摘要: 明初营建南京都城时,为均平徭役而推行“均工夫”制度,按田亩佥派民夫赴京服役。本文以南京城墙现存临江府新喻县(今江西新余)产城墙砖为实物切入点,结合砖铭中“均工夫造”“洪武四年/七年”等纪年铭文及“总甲—甲首—小甲—窑匠—造砖人夫”五级基层责任人体系,考察明初“验田出夫”原则在城砖烧造中的具体实施。研究发现,新喻县砖铭不仅呈现了“十一都均工夫造”等早期役法印记,还反映出“都”作为基层地域单元在佥役中的作用。砖文所载府县提调官、司吏与基层甲首的层级责任链,实为明初“物勒工名”质量追溯制度与徭役征派体系交互作用的历史见证,为理解洪武年间基层社会组织演进提供了珍贵的实物史料。
关键词: 南京城墙;砖铭;均工夫;新喻县;明初徭役
一、引言
南京明城墙是明初营建都城的标志性工程,其砖石结构之坚固、规模之宏大,在世界都城建筑史上占有重要地位。为保证城砖质量,明廷实行严格的“物勒工名”制度,于砖侧模印产地、督造官吏及工匠姓名,形成贯穿府、县、乡、里的完整责任链条。据统计,南京城墙砖产地涉及长江中下游五省一百六十二州县,其中江西行省临江府新喻县(今江西省新余市渝水区)所产城砖因铭文独特、纪年明确,成为研究明初徭役制度的重要样本。
既往研究多从宏观层面讨论“均工夫”役法的制度渊源,或从整体上梳理南京城墙砖文的类型与书体。本文则聚焦新喻县产城砖,通过释读其砖铭中的“均工夫”字样、纪年信息及基层责任人姓名,结合《明太祖实录》等文献,探讨洪武初年“计田出夫”原则在城砖烧造中的具体运作,以及砖文所反映的明初基层社会组织形态。
二、“均工夫”制度的历史渊源与实施
“均工夫”是明初为营建南京都城而实行的一种特殊徭役制度,其核心原则为“验田出夫”或“计亩出夫”。洪武元年(1368)二月,中书省议“民田每顷出一丁为夫,名曰均工夫役”,然朱元璋以“民力有限”为由未立即采纳。至洪武八年(1375)三月,朝廷重新编制均工夫图册,诏令“户部计田多寡之数,工部定其役,每岁冬农隙至京应役,一月遣归”,检核直隶应天等十七府、江西所属十三府,计田五十四万五百二十三顷,出夫五十四万五百二十三人。
新喻县城墙砖(图片来源“金风玩索”
值得注意的是,学界研究指出“均工夫”并非单一役法,而是包含三种既有联系又有区别的具体役法:第一种实行于南直隶及江西部分府县,按每田一顷出夫一人,服役者农闲时赴京服役三十日;第二种在京师营建高峰期实行,范围扩至湖广等地,专门负责烧造并输送城砖,砖上常勒“均工夫造”字样;第三种则与里甲正役相交织。

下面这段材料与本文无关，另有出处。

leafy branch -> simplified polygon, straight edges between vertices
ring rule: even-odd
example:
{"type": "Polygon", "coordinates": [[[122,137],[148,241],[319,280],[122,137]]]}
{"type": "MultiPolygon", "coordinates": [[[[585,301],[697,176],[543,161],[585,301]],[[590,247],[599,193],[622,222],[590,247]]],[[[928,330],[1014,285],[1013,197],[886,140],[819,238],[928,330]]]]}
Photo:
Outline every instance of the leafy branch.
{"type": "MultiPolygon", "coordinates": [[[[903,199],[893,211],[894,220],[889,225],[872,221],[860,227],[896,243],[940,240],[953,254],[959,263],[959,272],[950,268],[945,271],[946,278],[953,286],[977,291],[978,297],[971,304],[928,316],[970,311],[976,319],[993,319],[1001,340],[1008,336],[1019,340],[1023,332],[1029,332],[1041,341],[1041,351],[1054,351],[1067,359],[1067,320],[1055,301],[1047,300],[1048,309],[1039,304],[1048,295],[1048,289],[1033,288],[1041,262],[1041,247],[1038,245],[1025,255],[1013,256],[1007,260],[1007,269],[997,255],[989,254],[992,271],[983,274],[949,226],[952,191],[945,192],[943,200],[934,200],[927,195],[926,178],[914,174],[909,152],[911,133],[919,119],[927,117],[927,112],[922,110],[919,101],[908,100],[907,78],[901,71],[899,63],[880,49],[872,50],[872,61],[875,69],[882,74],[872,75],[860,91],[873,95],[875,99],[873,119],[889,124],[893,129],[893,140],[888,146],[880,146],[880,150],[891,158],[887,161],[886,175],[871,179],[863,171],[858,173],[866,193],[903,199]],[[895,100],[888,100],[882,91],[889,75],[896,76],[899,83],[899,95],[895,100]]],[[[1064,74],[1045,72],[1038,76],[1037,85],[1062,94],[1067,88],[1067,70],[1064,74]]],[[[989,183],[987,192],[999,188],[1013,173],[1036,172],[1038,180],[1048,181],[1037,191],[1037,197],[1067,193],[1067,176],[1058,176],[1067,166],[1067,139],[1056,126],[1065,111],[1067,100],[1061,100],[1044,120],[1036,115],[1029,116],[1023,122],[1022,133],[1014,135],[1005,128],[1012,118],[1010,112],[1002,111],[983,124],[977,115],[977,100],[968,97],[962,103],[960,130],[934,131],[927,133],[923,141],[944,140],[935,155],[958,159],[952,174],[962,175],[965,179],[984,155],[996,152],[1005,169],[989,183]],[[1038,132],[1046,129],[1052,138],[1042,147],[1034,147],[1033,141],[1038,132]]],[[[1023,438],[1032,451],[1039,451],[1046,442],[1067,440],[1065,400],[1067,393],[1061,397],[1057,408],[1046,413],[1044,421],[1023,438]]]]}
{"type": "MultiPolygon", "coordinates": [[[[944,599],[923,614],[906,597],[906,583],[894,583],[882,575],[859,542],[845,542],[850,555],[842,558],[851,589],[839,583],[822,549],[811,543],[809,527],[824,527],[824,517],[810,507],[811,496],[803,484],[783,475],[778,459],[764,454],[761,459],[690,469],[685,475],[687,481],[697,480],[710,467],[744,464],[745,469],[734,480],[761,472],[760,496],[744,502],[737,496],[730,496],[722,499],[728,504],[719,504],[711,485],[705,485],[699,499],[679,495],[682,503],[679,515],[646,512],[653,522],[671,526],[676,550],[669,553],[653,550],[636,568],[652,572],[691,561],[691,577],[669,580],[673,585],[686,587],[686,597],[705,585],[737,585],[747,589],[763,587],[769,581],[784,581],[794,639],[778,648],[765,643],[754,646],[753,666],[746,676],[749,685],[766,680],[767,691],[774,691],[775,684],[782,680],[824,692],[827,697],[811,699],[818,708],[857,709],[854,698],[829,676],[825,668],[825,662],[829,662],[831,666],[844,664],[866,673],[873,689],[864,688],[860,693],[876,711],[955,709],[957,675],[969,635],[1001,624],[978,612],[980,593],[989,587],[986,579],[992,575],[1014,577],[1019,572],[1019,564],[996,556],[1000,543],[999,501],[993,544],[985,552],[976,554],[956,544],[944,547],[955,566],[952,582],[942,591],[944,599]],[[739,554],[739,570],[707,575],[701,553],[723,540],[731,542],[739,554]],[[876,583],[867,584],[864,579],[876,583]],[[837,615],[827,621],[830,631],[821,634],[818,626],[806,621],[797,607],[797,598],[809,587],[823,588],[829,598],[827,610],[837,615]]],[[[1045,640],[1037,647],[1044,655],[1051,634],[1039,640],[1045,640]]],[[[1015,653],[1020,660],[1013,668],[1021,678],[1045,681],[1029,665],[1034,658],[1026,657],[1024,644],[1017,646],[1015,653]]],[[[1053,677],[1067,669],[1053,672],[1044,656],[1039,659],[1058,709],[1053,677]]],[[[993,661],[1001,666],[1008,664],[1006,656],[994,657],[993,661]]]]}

高寿仙等学者进一步指出,烧造并输送城砖的均工夫役属于“扩展版的均工夫役”,其佥派对象集中于江西、湖广及南直隶沿江府县,原因在于这些地区与长江水系相通,便于城砖运输,且是明初实行均工夫制度的重点区域。
三、新喻县社会经济及所产城墙砖的铭文类型与特征
(一)临江府新喻县的历史沿革及地理环境与交通条件
新喻县,位于江西省中部偏西,三国吴宝鼎二年(267年)设立的新渝县,唐天宝元年(742年)因传写之误更名为新喻县。宋淳化三年(992年)置临江军,新喻属临江军。元贞元年(1295年)因辖区人口逾五万户,新喻县升为州,属临江路管辖。明洪武二年(1369年)被降格为县,复称新喻县并改隶临江府。新喻县因地处袁水流域,自古为赣西重镇。
从地理环境看,新喻县境“东邻清江,西接宜春,南连吉安,北通上高”,境内袁河自西向东流入赣江,赣江则纵贯南北,直下鄱阳湖,转入长江,可直达南京。
《西江志》对新喻县的水路交通有更为具体的记载:“一水路自县东门往下一百七里至泗溪渡,本府清江县交界”,袁河流经县治,水深流缓,可通舟楫,赣江“江面宽阔,四季通航,大船可载重数万斤”。这种天然的水运条件,使得新喻县所产城砖可以通过袁河—赣江—长江—秦淮河的水路网络,直接运抵南京城下。一块城砖重约二十公斤,若以陆路运输,需人力肩挑背负,效率极低;而依托水路,一船可载数千块,大大节省了民力。明廷选择江西沿江府县承担城砖烧造任务,正是基于对运输成本与地理条件的精确计算。
此外,新喻县境内多丘陵岗地,土质黏重细腻,富含铁等矿物成分,且新喻多陂塘,据隆庆《临江府志》载“临江府四县陂塘圩岸水利共一千七百九所”,其中新喻“五百二十六所”,水田陂塘中的塘泥体质细腻,敲之有声、断而无孔,极宜烧造砖瓦。本地早有取塘泥烧造陶器、砖瓦的传统。故临江府所产城砖以青砖为主,袁州府各县以玉砖(瓷砖)为代表。朝廷在征派均工夫时,实际上是在利用并改造地方既有的手工业体系。
(二)新喻县的经济基础与人口田亩
“均工夫”制度的核心原则是“验田出夫”,田亩数量直接决定出夫名额。因此,新喻县的经济规模与田亩数量,是理解其城砖烧造负担的关键变量。
据《明太祖实录》洪武八年检核数据,江西全省计田五十四万余顷,出夫五十四万余人,平均一顷出一夫。
临江府作为江西十三府之一,据隆庆《临江府志》载,临江府的田土可分田、地、窟、塘四类,据学者考证,“四类田土中属官的部分不用承担均工役”,属民的部分也仅田、地两项承担,而窟、塘不需要承担。“新喻官民田地窟塘共九千八百三十二顷,民田七千三百顷、民土一千七百九十一顷”,田土两项合计为九千零九十一顷,按“民田每顷出一丁为夫”,那么新喻县应出“均工夫”9091人。而临江府“官民田地窟塘共二万八千二百三顷”,其中民田“一万六千七百四十一顷”、民土“三千九百六十五顷”,新喻县民田七千三百顷,占临江府三县民田的比例为43.61%,田、土两项合计九千零九十一顷,占临江府的43.91%;因此新喻县所出的“均工夫”也同比其他两县更多,这也解释了为何为何《南京城墙砖文》中收录新喻县城墙砖更多的原因。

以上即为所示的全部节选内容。